E você, já foi enganado? Qual a maior mentira que já ouviu de um político?
CURIOSIDADES
Manobra. As brincadeiras de 1º de abril são tão famosas que levaram os militares responsáveis pelo golpe de 1964 a mudarem a data oficial do início do regime. A iniciativa ficou "registrada" no dia 31 de março, mas faria aniversário hoje.
Origem. Tudo começou quando o rei francês Carlos IX implantou o calendário gregoriano, no qual o ano começa em 1º de janeiro. Alguns não gostaram da ideia e continuaram celebrando a data antiga, 1º de abril, o que virou motivo de chacota. No resto do Ocidente, a data é chamada de "dia dos tolos".
CONTRADIÇÃO
Criticado, mas novamente eleito
Na avaliação do cientista político Rudá Ricci, a "cultura ambivalente" da população colabora para a perpetuação dos mentirosos no poder. Ele reforça que o mais eficiente instrumento de combate à prática é o voto.

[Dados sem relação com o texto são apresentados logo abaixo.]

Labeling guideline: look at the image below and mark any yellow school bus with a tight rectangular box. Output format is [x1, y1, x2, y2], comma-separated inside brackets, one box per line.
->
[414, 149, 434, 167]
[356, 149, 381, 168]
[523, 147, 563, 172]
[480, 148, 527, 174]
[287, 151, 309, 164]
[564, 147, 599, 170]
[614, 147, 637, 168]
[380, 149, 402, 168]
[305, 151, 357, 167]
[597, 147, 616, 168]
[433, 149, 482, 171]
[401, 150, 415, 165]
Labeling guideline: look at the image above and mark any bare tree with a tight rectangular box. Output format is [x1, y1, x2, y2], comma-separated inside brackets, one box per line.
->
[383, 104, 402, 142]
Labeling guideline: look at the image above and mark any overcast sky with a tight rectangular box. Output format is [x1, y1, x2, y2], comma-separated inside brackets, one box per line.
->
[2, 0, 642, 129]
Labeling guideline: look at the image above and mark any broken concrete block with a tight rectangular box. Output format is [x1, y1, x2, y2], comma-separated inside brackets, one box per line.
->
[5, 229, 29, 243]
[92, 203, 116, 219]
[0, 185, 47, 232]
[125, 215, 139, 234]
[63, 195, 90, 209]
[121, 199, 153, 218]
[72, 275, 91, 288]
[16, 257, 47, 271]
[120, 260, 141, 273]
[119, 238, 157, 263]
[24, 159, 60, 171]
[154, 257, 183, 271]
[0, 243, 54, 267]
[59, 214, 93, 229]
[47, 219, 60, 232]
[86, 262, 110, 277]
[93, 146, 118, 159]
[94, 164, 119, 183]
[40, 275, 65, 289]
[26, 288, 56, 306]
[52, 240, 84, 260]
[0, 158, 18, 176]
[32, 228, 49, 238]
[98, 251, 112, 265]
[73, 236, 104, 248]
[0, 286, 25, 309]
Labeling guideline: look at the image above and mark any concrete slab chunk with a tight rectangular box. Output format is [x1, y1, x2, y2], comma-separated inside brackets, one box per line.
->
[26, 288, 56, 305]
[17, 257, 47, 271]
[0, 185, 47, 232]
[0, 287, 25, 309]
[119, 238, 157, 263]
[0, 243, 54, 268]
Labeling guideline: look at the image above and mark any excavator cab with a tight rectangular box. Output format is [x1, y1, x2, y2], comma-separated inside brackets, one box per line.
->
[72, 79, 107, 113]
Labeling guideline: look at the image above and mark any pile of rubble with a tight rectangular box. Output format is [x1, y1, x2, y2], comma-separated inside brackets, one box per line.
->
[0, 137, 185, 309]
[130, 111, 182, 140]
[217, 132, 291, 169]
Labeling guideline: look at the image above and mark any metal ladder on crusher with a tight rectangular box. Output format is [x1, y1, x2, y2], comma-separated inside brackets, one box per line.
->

"Os brasileiros, em geral, dizem condenar a mentira, mas esse comportamento contraditório leva, por exemplo, um ex-presidente alvo do primeiro impeachment da América a ter a chance de ser eleito e, hoje, ser um dos senadores mais influentes da República", disse, referindo-se a Fernando Collor.
Ricci também destaca como ferramentas de combate à mentira na política o controle social, por meio de instituições e iniciativas populares, e o aperfeiçoamento da transparência nos Poderes.
EXCEÇÃO
Apesar de classificar como "absolutamente condenável" a mentira quando utilizada para o benefício próprio dos homens públicos, Ricci avalia que um julgamento simplista pode "infantilizar" a discussão.
"Algumas das principais atribuições dos políticos são o equilíbrio e a responsabilidade. Isso significa que nem sempre uma autoridade possa ou deva falar a verdade, tornando público algo que deveria ser omitido quando as razões de Estado são superiores às pessoais", argumenta.
Como exemplo, ele cita casos em que declarações possam provocar conflitos internos ou internacionais, ou ainda impactos imediatos na vida econômica. (CM)
Quanta mentira. Até quando o brasileiro vai ficar inerte a tamanhas falácias?